THE RENTALS 03The Rentals es de esas agrupaciones donde el líder, Matt Sharp, se encarga de armar y desarmar la banda, con invitados e integrantes más constantes, y esta vez llega con  “Lost In Alphaville” de la mano de Patrick Carney (The Black Keys), Jess Wolfe y Holly Laessig de Lucius, Ryen Slegr de Ozma, y Lauren Chipman que ha sido una constante colaboradora de la música de Sharp. El disco abre con la delicada “It’s Time To Come Home” donde, en singularidad con el pasado de la banda, demuestra que sigue manteniendo interés por la femeidad de la lírica, esa que lleva de viaje a Elizabeth Fraser de Cocteau Twins, con Sharp cantando las líneas principales en lo-fi, y guitarras con un sonido bastante ambiental, donde sólo la batería pareciera estar más seca y presente, dentro de una muy buena forma de abrir el disco.

En “Traces Of Our Tears” saltamos directamente al indie pop que circula en bandas como “Los Campesinos” o “The Pippettes”, una vez más con el exceso de reverberancia en las cuerdas, pero con una buena composición, clara e inserta en las tendencias del indie actual, a diferencia de lo que ocurre con “Stardust”, que pareciera volver atrás hasta encontrarse con la discografía noventera de The Rentals, siempre con la voz de Sharp desgastada en armonía con los riffs de guitarra, que también pasan colados como lado B de Weezer, en una época llena de sonidos shoegazzers, y que dan salto a “1000 Seasons”, donde musicalmente se sienten las entrañas frescas de fines de los 80 y las más puras del rock de garage, ese donde creció Pavement, Sonic Youth y Pixies, pero siempre con la ingenuidad que aporta Sharp, que si bien no es genuina, al menos suena bien.
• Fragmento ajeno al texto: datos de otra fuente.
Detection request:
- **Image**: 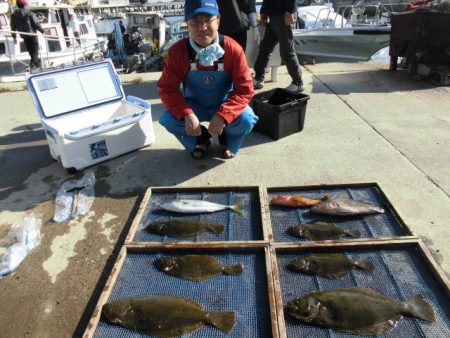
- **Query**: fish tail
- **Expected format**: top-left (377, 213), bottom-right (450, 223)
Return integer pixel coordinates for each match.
top-left (320, 194), bottom-right (330, 201)
top-left (222, 264), bottom-right (244, 275)
top-left (206, 311), bottom-right (236, 333)
top-left (355, 261), bottom-right (375, 272)
top-left (345, 229), bottom-right (361, 238)
top-left (374, 207), bottom-right (384, 214)
top-left (405, 295), bottom-right (436, 322)
top-left (230, 201), bottom-right (244, 216)
top-left (208, 224), bottom-right (225, 234)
THE RENTALS 01Con “Damaris”, el bajo huele a Kim Deal (Pixies) y la voz a Jenny Lewis (The Postal Service), dejando a la vista una canción absolutamente pop, pero que sin embargo sorprende promediando su mitad con la inclusión de un cuarteto de cuerdas que le añade un poco más de frescura, en frente de los riffs y los juegos de los secuenciadores, uno de los artilugios más amados por Sharp. “Irrational Things” debe ser una de las canciones instrumentalmente más logradas del disco, ya que dentro de su proposición indie pop y garage juega por primera vez a ser una construcción de estilos, desde un inicio bastante concreto a ciertas líneas de arty pop, sacando sobre la mezcla un encendido plano entre coros y cuerdas frotadas, que va in crescendo hasta que vuelve el moog más infantil de Sharp, pero que se ve opacada con la poca versatilidad en las voces, porque ya sabemos que Sharp canta poco, pero podría atreverse aún un poco más. Incluso así, es de los grandes aportes.
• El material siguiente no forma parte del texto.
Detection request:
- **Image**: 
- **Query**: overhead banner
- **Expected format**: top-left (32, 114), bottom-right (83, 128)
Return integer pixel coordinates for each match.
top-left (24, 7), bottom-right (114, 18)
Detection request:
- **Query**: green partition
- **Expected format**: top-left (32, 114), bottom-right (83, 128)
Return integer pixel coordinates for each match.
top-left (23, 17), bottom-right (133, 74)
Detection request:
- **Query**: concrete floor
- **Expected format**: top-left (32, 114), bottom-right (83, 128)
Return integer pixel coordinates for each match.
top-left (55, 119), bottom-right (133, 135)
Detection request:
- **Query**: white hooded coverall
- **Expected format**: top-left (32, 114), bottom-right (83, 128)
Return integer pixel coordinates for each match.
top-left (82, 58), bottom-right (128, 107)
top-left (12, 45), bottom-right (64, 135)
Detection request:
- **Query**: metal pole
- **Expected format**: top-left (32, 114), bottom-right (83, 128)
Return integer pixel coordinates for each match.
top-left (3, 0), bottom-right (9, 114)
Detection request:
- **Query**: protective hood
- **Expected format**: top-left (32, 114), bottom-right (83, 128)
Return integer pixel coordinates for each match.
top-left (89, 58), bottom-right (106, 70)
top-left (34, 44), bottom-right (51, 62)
En “Thought Of Sound” los decibeles vuelven a subir a manos de las guitarras y el bajo distorsionado, pero no más allá de un apéndice de todo el disco, un lado B o un encore forzado. Y está demás decir que la producción es muy pulcra y la mezcla perfecta, algo que tanto hizo falta en la época garage: un buen equipamiento para dejar más claras las intenciones de Stephen Malkmus. “Song Of Remembering” se aplica como la canción más oscura del disco, gracias  a las guitarras y a la nostalgia, pero hay que reconocer que, si bien “Lost In Alphaville” pintaba para ser un muy buen disco, a medida que se acerca a su fin luce algo desgastado y aburrido, dentro de un mar de posibilidades nuevas que podría tener un grupo de personas tan diverso como Sharp, Carney u Ozma.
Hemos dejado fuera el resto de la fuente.